General characteristics
- Tons burthen: 305, or 350, or 351, or 359 (bm)
- Complement: 50 (1778)
- Armament: 1776:10 × 4-pounder + 8 × 3-pounder guns; 1778: 16 × 4-pounder + 8 swivel guns; 1781: 14 × 4-pounder guns;

= Union (1774 ship) =

Union was launched in Philadelphia in 1774. She sailed between England, North America, and the West Indies. She made one voyage as a slave ship in the triangular trade in enslaved people. She then returned to her previous trade. A privateer captured her in 1781.

==Career==
Union, William Hamilton, master, was registered at Philadelphia on 2 April 1774. Her burthen was given as 250 tons.

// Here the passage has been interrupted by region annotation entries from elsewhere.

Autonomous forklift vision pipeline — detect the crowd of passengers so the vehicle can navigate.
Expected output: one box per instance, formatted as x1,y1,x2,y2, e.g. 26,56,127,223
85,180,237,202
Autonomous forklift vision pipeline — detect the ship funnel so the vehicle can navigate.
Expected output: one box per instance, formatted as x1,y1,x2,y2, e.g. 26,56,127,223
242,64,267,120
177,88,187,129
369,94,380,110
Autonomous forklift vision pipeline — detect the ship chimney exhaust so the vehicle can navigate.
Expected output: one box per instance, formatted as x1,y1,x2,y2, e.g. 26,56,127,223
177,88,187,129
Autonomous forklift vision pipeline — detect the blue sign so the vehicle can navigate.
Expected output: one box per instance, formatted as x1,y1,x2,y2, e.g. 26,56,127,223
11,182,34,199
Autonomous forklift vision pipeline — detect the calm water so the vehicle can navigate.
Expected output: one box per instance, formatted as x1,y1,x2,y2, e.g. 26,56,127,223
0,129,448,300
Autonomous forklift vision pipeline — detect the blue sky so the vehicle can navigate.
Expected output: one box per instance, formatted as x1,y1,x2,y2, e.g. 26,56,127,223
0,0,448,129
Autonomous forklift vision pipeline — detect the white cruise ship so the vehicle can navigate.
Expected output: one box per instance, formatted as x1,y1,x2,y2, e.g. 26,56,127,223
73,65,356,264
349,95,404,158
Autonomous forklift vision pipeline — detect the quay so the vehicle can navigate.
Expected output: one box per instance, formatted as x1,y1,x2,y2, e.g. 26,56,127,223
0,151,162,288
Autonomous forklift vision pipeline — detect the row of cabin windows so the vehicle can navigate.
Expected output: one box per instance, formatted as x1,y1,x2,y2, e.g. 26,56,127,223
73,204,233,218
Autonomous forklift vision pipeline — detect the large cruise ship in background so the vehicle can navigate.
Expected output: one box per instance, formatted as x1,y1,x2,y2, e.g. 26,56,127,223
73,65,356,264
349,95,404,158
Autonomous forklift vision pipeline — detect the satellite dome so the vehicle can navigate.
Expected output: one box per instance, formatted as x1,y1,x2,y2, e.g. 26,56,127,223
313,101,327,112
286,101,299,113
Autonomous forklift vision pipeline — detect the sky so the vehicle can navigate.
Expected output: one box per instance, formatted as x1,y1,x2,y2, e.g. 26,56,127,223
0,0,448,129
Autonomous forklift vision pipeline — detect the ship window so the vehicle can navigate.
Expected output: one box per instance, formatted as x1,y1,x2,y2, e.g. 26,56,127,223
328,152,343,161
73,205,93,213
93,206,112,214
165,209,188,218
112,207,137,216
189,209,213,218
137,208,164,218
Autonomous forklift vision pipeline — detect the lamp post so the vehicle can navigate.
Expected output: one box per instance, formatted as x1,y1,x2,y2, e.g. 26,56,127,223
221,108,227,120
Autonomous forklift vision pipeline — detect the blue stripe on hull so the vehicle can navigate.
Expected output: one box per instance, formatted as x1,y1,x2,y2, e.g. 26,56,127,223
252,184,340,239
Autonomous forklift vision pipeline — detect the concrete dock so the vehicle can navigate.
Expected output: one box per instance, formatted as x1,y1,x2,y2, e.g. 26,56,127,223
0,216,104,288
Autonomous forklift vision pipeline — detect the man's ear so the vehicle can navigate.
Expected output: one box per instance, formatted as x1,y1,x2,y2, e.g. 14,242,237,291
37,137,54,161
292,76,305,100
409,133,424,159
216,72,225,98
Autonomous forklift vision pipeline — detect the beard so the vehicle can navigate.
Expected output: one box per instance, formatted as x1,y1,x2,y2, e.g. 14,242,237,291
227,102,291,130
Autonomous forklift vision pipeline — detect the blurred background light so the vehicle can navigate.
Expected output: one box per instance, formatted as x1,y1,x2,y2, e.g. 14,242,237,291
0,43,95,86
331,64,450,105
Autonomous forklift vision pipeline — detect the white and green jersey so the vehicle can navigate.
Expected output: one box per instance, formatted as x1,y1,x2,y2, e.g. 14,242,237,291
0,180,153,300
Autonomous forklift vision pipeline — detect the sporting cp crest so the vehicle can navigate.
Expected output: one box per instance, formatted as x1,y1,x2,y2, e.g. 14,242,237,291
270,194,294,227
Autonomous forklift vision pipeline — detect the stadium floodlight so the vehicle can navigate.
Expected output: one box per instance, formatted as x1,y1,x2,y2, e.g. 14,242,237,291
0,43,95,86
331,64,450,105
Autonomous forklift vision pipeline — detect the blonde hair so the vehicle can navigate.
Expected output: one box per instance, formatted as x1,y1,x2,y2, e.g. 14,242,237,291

Voyage transporting enslaved people (1775–1776): Captain William Hamilton sailed from London on 8 September 1775, bound for West Africa. Union acquired captives first at the Sierra Leone estuary and then at the Îles de Los. Union departed Africa on 14 November, reached Grenada, and then sailed for Jamaica on 12 December. She arrived at Jamaica and then returned to London on 9 July 1776.

Union first appeared in Lloyd's Register (LR) in 1776.

| Year | Master | Owner | Trade | Source |
|---|---|---|---|---|
| 1776 | W.Hambelton | Markham Muir & Co. | London–Jamaica London–Quebec | LR |

On 12 June 1778, Captain William Hamilton acquired a letter of marque. On the letter Hamilton declared that Union was carrying provisions for His Majesty's forces. (Note: The British Admiralty had given notice in April 1777, that they were ready to issue letters of marque for privateers against the Americans. In March 1778, Great Britain broke off relations with France.)

| Year | Master | Owner | Trade | Source |
|---|---|---|---|---|
| 1779 | Hambelton | Muir & Co. | London–Quebec | LR |
| 1781 | Hamilton | Mure & Co. | London–South Carolina | LR |

==Loss==
Lloyd's List reported on 3 August 1781 that Union, late Hamilton, had been taken and carried into Hispaniola. She had been sailing from Charles-town to Jamaica.